0

I want to test that a string contains the word ok.

What I initially tried to do was write this regex:

ok[^a-z]

This means the next thing after my desired ok can be some whitespace or punctuation, but not an alphanumeric character, and would correctly distinguish between just ok and okay, catching only the ok.

However, the problem happens if my entire input string ends right after the ok. The [^a-z] mandates that another character be present to be satisfied. I don't know how to write a condition that says no more characters is also acceptable.

Desired results:

  • ok - satisfied
  • ...ok... - satisfied
  • ok hello world - satisfied
  • hello world ok - satisfied
  • okay - not satisfied
  • o k - not satisfied

This is to be used in a Bash script, which according to this page, uses the ERE regex dialect.


Intended usage example:

if [[ "$@" =~ ok[^a-z] ]]; then
    echo "Argument contains an \"ok\""
fi
Digital Ninja
  • 3,415
  • 5
  • 26
  • 51
  • I don't see anything that indicates "numeric" in your pattern. Anyway, it looks like you're looking for a [word boundary](https://www.regular-expressions.info/wordboundaries.html) (e.g., `ok\b` or `\bok\b`)? This will match "ok" only when not followed by an alphanumeric or underscore character. Alternatively, you could use a negative Lookahead: `ok(?![a-z0-9])` if you want to be more specific. – 41686d6564 stands w. Palestine Sep 27 '22 at 02:55
  • Neither of those worked for me. I'm not sure if I should have also noted how I tried to use them in the script and what my options there are.

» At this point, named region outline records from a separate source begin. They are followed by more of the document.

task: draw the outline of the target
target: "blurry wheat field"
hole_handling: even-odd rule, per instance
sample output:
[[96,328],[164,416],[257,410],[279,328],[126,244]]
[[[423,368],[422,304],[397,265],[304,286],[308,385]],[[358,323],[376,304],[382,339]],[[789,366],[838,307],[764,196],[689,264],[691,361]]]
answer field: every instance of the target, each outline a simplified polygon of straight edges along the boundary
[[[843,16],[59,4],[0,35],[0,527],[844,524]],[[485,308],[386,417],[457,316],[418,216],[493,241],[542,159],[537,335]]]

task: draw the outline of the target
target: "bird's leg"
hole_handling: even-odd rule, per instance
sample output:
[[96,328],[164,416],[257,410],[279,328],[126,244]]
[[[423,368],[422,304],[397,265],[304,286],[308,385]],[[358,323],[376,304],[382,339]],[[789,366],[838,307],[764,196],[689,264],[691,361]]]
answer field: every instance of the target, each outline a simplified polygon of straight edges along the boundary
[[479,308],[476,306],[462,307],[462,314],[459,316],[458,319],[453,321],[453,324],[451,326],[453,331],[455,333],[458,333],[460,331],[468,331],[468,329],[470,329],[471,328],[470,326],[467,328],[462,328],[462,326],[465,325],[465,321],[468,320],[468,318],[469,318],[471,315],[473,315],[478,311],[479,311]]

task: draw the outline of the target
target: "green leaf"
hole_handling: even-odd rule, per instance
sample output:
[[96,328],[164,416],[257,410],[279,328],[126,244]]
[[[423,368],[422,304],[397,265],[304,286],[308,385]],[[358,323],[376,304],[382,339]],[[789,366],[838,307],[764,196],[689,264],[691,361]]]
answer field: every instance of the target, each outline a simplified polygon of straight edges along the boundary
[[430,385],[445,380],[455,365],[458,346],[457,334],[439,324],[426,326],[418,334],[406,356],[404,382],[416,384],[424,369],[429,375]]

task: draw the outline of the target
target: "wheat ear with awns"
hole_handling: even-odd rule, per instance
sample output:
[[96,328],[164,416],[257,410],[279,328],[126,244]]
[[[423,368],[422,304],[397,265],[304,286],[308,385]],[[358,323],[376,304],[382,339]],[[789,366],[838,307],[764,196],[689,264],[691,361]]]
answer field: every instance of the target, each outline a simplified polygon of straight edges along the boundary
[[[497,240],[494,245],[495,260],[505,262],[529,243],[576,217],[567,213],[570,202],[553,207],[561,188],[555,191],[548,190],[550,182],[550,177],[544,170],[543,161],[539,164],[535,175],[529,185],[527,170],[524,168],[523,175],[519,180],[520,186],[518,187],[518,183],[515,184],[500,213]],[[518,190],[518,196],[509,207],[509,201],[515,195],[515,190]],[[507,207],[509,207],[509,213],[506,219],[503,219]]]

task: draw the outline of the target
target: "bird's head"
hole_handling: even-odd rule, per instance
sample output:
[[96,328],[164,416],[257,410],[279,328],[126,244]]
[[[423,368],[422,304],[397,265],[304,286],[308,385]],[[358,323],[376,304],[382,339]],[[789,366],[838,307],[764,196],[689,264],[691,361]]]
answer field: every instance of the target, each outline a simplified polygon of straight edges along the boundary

In my attempts, if i now pass `ok` as an argument to my script, and then do `if [[ "$1" =~ ok\b ]]; then...`, as I understand it, the condition should be satisfied? – Digital Ninja Sep 27 '22 at 03:08
  • 1
    **Update:** It works after storing the `ok\b` into a variable and then using the variable in the condition. I don't quite understand why it's necessary in this case, but a hint towards that found [here](https://stackoverflow.com/a/19146454/3788043). Thanks for pointing me in the right direction! – Digital Ninja Sep 27 '22 at 03:44

1 Answers1

0
  • \w in regex represents all letters, numbers, and underscores
  • \W represents the opposite: it does not match letter, numbers and underscores
  • $ indicates the end of a line
  • (a|b) represents a or b
  • (?=) is a positive lookahead, this means only match if what follows matches too (but don't actually capture what we lookahead for)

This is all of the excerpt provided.